Beau did. Maureen worked at the Julia Dwight Clinic in Hardin. She had always told Beau horror stories about lives being wasted on the reservations. He nodded, and Vlasic started to walk them both toward the exit.
“So she’s hooking around the county, and she must have forgotten her pills, or whatever. She gets knocked up.”
“That’s odd. A hooker has her kid? Most of them go to the Dwight Clinic or somewhere and get an abortion.”
“Yeah. Well, somebody tried one on her. You can see the marks on the cervix. But it was pretty amateur. Anyway, she carried for another two months, then went into premature labor. Died from internal bleeding. She was admitted last Friday night. She’d already lost most of her blood. They did what they could.”
“What about the kid?”
Vlasic looked away. “We got him here. You don’t wanna see him. Take my word.”
“Why?”
“Anencephalic. Premature. Deformed as well. By any definition, a gork. Lived a few minutes, but you don’t try real hard for something like that. They put it on a tray in a storage closet and let it die. Christ, Beau! What’s the matter?”
Beau was staring at the young girl. “Is Mary Littlebasket here?”
“Who’s she?”
“She’s the Crow girl who was killed in that accident last week, down in Hardin.”
Vlasic was shaking his head. “No. They took her back to the clinic in Hardin. She was DOA. I think her family came to get her. That’d be the routine. We’d only get her if there was some kind of question about cause of death.”
“I want to see this woman’s baby.”
“No, you don’t.
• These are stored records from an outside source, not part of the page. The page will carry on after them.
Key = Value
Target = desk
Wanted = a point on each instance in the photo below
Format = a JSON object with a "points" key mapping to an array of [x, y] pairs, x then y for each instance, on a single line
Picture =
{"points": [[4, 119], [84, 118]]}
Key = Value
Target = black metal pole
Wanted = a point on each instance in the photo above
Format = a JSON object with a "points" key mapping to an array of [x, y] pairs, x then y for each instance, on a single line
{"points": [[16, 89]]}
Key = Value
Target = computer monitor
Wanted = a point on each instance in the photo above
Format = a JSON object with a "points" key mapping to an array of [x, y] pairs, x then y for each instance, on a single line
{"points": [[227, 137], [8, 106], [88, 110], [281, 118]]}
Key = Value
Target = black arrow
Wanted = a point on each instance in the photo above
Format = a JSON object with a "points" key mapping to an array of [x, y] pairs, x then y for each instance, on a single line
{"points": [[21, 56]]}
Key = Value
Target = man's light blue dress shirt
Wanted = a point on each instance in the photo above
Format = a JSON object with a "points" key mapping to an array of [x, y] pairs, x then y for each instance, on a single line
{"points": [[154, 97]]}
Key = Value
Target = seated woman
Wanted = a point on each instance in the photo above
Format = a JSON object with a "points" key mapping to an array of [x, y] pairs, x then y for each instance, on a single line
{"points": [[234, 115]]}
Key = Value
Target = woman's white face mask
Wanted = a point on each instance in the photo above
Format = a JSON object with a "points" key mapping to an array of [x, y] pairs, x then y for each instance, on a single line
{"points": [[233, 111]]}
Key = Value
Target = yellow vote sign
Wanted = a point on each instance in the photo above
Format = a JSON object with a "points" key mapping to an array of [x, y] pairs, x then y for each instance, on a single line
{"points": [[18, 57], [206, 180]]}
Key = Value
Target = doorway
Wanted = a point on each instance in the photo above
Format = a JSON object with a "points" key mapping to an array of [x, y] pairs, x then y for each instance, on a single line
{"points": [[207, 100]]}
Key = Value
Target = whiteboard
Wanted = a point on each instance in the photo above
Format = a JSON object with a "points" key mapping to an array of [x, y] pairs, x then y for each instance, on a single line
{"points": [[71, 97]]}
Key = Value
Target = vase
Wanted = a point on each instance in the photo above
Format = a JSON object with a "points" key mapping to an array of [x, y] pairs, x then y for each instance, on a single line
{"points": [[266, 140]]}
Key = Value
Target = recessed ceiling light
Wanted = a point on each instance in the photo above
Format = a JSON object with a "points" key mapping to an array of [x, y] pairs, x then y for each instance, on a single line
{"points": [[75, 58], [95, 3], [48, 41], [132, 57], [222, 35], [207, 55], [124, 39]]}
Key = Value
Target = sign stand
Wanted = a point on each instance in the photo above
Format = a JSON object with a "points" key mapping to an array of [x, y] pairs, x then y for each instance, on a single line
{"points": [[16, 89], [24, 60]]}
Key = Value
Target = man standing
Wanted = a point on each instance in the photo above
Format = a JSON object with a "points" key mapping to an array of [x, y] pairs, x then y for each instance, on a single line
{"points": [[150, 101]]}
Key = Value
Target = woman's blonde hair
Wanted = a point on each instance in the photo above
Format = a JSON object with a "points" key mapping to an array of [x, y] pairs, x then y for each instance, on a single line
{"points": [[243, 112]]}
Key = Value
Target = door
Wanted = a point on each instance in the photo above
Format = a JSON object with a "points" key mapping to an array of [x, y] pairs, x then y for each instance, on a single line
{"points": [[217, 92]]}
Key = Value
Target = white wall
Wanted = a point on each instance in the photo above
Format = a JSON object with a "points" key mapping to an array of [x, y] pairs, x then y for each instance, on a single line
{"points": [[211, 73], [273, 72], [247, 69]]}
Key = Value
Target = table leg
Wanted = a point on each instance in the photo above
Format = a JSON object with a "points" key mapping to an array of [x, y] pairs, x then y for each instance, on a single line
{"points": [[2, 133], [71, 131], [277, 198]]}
Anyway, I’m not sure we still have him. If the family doesn’t want the baby—this girl’s family doesn’t even want her body—then we usually give it to the students.”
“Students?”
“The interns. For research.”
“Where?”
“Where d’you think? Sweetwater General’s the catch-basin hospital for most of eastern Montana. It’s a teaching hospital as well. So they’d want anything like that, an anomalous baby.”
“Is a baby with that condition …”
“Anencephaly?”
“Anencephaly. Is a baby with anencephaly a rare thing?” Vlasic shook his head. “Not these days. Happens a lot.”